Q. 9. Consider the following demand scenario:

Quantity | Probability |

2,000 | 3% |

2100 | 8% |

2200 | 15% |

2300 | 30% |

2400 | 17% |

2500 | 12% |

2600 | 10% |

2700 | 5% |

SUPPOSE THE MANUFACUTURER PRODUCES AT A COST OF $20/UNIT. THE DISTRIBUTOR SELLS TO END CUSTOMERS FOR $50/UNIT DURING SEASON, UNSOLD UNITS ARE SOLD FOR $10/UNIT AFTER SEASON.

B. Suppose the manufacturer is make-to-order; that is, the timing of events is as follows:

- The distributor orders before it receives demand from end customer.
- The manufacturer produces the amount ordered by the distributor.
- Customer demand is observed.

Suppose the manufacturer sells to the distributor at $40/unit, how much will the distributor order? Wheat is the expected profit for the manufacturer and distributor?

Find an option contract such that both the manufacturer and distributor enjoy a higher expected profit than (b)(i). What is the expected profit for the manufacturer and the distributor?

C. Suppose the manufacturer is make-to-stock; that is, the timing of events is as follows:

The manufacturer produces a certain amount.

The distributor observes demand

The distributor orders from the manufacturer

Using the same wholesale price contract as part (b)(i), calculate the production/inventory level of the manufacturer. What is the expected profit for the manufacturer and distributor? Compare your results with part (b)(i).

Find a cost-sharing contract such that both the manufacturer and distributor enjoy a higher expected profit that that in (c)(i), and calculated their expected profits.

Q. 10. Using the data of Question 9, suppose the manufacturer has an inflated demand forecast as follows:

Quantity | Probability |

2200 | 5% |

2300 | 6% |

2400 | 10% |

2500 | 17% |

2600 | 30% |

2700 | 17% |

2800 | 12% |

2900 | 3% |

Suppose the manufacturer is make-to-order (timing of events as in 9(b)).
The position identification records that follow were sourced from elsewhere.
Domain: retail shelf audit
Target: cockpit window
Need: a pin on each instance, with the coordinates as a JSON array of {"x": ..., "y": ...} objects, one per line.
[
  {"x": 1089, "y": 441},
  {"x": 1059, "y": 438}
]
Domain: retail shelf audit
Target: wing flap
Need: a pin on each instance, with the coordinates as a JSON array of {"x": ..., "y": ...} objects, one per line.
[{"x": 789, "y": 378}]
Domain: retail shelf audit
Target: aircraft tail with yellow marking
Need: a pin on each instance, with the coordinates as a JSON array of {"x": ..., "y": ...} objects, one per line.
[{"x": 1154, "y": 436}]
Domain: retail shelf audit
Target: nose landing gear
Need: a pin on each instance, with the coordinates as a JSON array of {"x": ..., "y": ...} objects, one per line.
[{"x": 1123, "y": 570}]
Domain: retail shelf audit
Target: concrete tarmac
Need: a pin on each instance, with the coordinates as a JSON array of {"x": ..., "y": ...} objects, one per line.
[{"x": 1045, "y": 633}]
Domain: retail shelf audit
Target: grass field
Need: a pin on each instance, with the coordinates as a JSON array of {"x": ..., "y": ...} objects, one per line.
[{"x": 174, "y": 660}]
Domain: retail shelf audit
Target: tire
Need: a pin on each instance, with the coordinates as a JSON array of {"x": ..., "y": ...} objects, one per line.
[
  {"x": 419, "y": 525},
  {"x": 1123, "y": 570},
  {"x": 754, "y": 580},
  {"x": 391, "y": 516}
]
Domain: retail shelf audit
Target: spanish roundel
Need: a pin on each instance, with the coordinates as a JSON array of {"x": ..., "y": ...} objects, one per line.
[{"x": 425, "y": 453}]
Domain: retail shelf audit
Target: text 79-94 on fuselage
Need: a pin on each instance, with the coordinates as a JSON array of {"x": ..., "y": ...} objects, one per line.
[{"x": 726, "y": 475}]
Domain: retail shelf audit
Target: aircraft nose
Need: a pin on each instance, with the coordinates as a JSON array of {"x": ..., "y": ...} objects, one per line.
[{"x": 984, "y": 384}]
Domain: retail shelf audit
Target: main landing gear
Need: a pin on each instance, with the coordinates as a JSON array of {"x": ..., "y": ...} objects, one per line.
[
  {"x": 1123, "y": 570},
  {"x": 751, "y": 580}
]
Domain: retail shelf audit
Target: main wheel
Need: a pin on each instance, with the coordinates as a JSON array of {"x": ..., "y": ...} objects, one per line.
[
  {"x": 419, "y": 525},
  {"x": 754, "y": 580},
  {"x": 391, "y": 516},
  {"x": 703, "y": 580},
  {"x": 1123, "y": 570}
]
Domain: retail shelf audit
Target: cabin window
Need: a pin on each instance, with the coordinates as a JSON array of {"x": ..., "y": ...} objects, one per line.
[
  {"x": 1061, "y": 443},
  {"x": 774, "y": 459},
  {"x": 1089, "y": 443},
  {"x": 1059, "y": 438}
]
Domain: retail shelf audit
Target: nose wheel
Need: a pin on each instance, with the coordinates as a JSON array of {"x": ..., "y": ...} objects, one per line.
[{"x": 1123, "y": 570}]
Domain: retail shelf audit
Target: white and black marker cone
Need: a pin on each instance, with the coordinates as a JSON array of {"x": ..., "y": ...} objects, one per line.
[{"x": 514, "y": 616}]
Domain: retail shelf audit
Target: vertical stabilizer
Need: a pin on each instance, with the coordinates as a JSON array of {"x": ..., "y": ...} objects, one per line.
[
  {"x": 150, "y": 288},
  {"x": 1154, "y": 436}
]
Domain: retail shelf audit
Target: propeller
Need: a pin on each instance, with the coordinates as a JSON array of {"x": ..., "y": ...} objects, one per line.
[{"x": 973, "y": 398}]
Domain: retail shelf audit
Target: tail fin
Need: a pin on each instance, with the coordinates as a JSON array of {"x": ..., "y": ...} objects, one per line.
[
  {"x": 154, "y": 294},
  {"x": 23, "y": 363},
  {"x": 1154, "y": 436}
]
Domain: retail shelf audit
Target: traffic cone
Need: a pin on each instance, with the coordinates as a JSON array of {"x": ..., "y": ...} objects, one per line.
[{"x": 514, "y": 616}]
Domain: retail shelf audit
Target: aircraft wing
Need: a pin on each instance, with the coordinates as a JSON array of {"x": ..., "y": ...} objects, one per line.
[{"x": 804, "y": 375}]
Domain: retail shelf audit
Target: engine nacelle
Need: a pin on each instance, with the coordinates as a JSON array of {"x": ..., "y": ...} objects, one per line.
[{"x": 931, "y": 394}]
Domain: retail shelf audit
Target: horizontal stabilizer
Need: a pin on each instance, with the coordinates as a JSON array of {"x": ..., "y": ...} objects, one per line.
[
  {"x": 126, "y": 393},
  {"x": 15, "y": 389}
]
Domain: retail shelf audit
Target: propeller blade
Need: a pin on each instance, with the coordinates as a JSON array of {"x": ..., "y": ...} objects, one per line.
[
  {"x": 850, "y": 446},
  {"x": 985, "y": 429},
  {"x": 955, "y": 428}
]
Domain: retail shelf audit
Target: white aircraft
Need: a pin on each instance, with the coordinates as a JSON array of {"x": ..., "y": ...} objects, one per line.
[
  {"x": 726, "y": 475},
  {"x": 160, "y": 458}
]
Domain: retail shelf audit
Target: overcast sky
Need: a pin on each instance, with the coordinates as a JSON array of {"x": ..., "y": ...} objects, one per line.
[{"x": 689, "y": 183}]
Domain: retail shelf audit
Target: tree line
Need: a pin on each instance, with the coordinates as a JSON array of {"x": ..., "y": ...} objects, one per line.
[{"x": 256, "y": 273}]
Using your contracts in Question 9(b)(ii)., find the order quantity, and expected profits of the distributor and of the manufacturer. Compare your answers with 9(b)(ii).

Suppose the manufacturer is make-to-stock (timing of events as in 9(c)). Using your contracts in Question 9(c)(ii), find the production quantity, expected profits of the manufacturer and of the distributors. Compare your answers with 9(c)(ii)

If you are the distributor and you have the choice of revealing the true demand forecast or inflated demand forecast to the manufacturer, what will you do in each case? Explain.